Brands

Everything Wrong With Marketing Speak, in 1 Chart

At 4:40 pm on Thanksgiving, as I was explaining how I’d found synergy between two family recipes to optimize the juiciness of the turkey, I realized that marketing speak had finally sabotaged my vocabulary.

“What are you talking about?” my cousin asked. She was looking at me like I was an alien from a planet where everyone was born with four tentacles and two MBAs.

This realization was particularly discouraging for me. Of the hundreds of articles I’ve written for this blog, the most popular were a series roasting marketing buzzwords. I’d been a crusader against them! But buzzwords are like terrifying, fleece-wearing ghosts that haunt your conference room. No matter how much you run and hide, they get everyone eventually.

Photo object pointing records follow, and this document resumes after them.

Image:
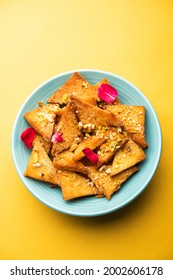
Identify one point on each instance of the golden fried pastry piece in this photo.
(133, 119)
(40, 166)
(107, 184)
(68, 128)
(93, 115)
(76, 85)
(46, 144)
(65, 161)
(74, 185)
(91, 142)
(129, 156)
(101, 103)
(42, 119)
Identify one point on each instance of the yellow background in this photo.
(40, 39)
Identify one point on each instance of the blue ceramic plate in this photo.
(90, 206)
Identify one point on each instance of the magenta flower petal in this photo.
(57, 138)
(90, 155)
(107, 93)
(28, 136)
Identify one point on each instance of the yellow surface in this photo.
(40, 39)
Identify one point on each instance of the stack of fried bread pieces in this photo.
(114, 132)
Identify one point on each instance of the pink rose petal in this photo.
(28, 136)
(90, 155)
(107, 93)
(57, 138)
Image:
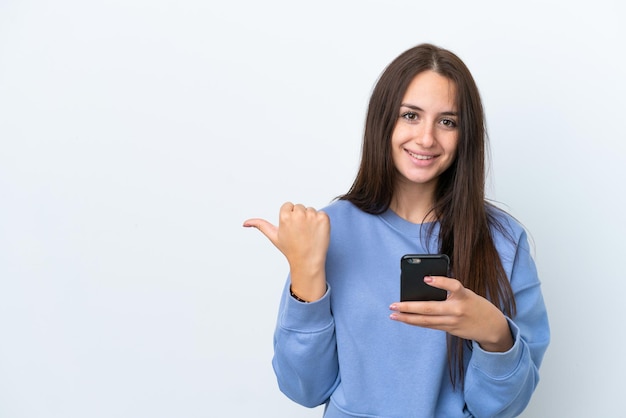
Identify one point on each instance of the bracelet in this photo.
(296, 297)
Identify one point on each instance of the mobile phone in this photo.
(413, 269)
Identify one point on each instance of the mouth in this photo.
(420, 156)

Shook, I grabbed my third glass of white wine and snuck off to my grandma’s den to consult my online therapist, Dr. Draper. For legal purposes, I should point out that Dr. Draper is not a real doctor, but rather an Australian copywriter at Wellmark Health who makes fun of business jargon better than anyone on earth. On this day, I was thankful to discover his incredible chart that points out how classic taglines would be pitched today with modern corporate speak.

Update: Dr. Draper apparently is also a real doctor (see this thread). Who worked mostly in psychiatry. This is one of the best corrections I’ve ever had to issue.

marketing speak chart

When I got back to work, I pasted this chart over my desk as a reminder. Business jargon is incredibly easy to adopt; it’s the tribal language of officeland. And there’s nothing wrong with saying you want to TB on a 360-degree review of Q3’s ROE in the safe space of your own conference room. But if you’re not careful, corporate buzzspeak will creep into all your external communications—your videos, blog posts, tweets, press releases, and website copy. Heck, it might even infiltrate the footer. And in the process, you’ll completely lose all ability to communicate coherently with 97 percent of the population. (If you wanted to do that, you’d have gone into politics!)

So for the last five weeks of the year, let’s take a bold stand and hunt out buzzwords like they’re top-shelf liquor at the company holiday party. (Let’s also keep it together at the holiday party.) No one in your next meeting may notice, but the people you’re trying to reach sure will.